In today’s day and age, no one should handle recordkeeping using spreadsheets. To do so is inefficient and error-prone—and of course entirely impractical, apart from the very smallest products.
Yet with alternative products, spreadsheets are par for the course. Even large, highly sophisticated recordkeeping organizations rely on them for certain aspects of their alternatives business.
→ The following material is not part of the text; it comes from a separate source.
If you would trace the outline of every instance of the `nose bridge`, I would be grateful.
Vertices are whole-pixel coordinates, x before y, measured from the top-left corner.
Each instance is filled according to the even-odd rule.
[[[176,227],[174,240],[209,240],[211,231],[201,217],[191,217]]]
And it’s no wonder why. Think about why anyone uses spreadsheets at all: they are utterly flexible, yet still provide process formalization. For skilled users, they offer advanced mathematical functionality, while still enabling end-user access to both functions and data. Perhaps most importantly, spreadsheets are ubiquitous. They are the ultimate common platform in any financial-services environment. They provide an easy-access solution to almost any documentation need—and, once documented, information can be readily passed along to the next person in the chain.
As one consortium of academic and industry experts observed, “…spreadsheets will always fill the void between what a business needs today and the formal installed systems….”
So, for a recordkeeper needing to handle a product twist, turning to spreadsheets is perfectly, but dangerously, natural.
A simple truth is that once a spreadsheet has been reviewed, there is limited, if any, further auditing of it, and the output is considered gospel. Most of us are familiar with some horror stories about spreadsheets, in our own experiences and even in the media, where spreadsheet errors have factored into incidents of trading losses and restatements of financial results.
It might be tempting to think that so long as a sound quality-control system is in place, such problems are avoidable. Or, it might be inviting to think errors of consequence are only likely with complex spreadsheets containing many (or even any) functions.
But research has consistently shown that’s wishful thinking. Hidden errors, inaccurate user entries, unwanted adaptations, turnover in personnel—all these and more are constant risks in any spreadsheet-based system. University of Hawaii’s Raymond R. Panko summarizes the problems:
“Research on spreadsheet errors is substantial, compelling, and unanimous. It has three simple conclusions. The first is that spreadsheet errors are rare on a per-cell basis, but in large programs, at least one incorrect bottom-line value is very likely to be present. The second is that errors are extremely difficult to detect and correct. The third is that spreadsheet developers and corporations are highly overconfident in the accuracy of their spreadsheets. The disconnect between the first two conclusions and the third appears to be due to the way human cognition works. Most importantly, we are aware of very few of the errors we make. In addition, while we are proudly aware of errors that we fix, we have no idea of how many remain, but like Little Jack Horner we are impressed with our ability to ferret out errors.”
So, given this persistent reality of hidden errors, it’s important to be wary about spreadsheets in any critical process. And given the nature of alternatives—their complexities, risks and generally higher-net-worth investor base—the downside of making a mistake may be magnified. That may be especially true when the alternatives themselves are higher-risk investments. In the event of a blow-up, and potential ensuing audits, a firm shouldn’t have its reputation staked to the accuracy of an Excel file.
Beyond errors, there’s the problem of data aggregation. When asset figures are isolated in separate spreadsheets, a firm will likely struggle to have clear sense of the size and growth of alternative assets it’s handling—let alone how to handle them more efficiently.
The bottom line is that while plain-vanilla products aren’t going away, the industry’s growth is elsewhere. More than ever, recordkeepers need flexible partners who can accommodate a wide range of investment products on a single platform.
Brian Jones is executive vice president of Envision Financial Systems.
 “Global Assets under Management set to rise to $145.4 trillion by 2025.” PwC. October 30, 2017.
 Mel Glass, David Ford and Sebastian Dewhurst, “Reducing the Risk of Spreadsheet Usage – a Case Study.” Proc. European Spreadsheet Risks Int. Grp. (2009).
 Raymond R. Panko, Shidler College of Business, University of Hawaii. “What We Don’t Know About Spreadsheet Errors Today: The Facts, Why We Don’t Believe Them, and What We Need to Do.” (2015).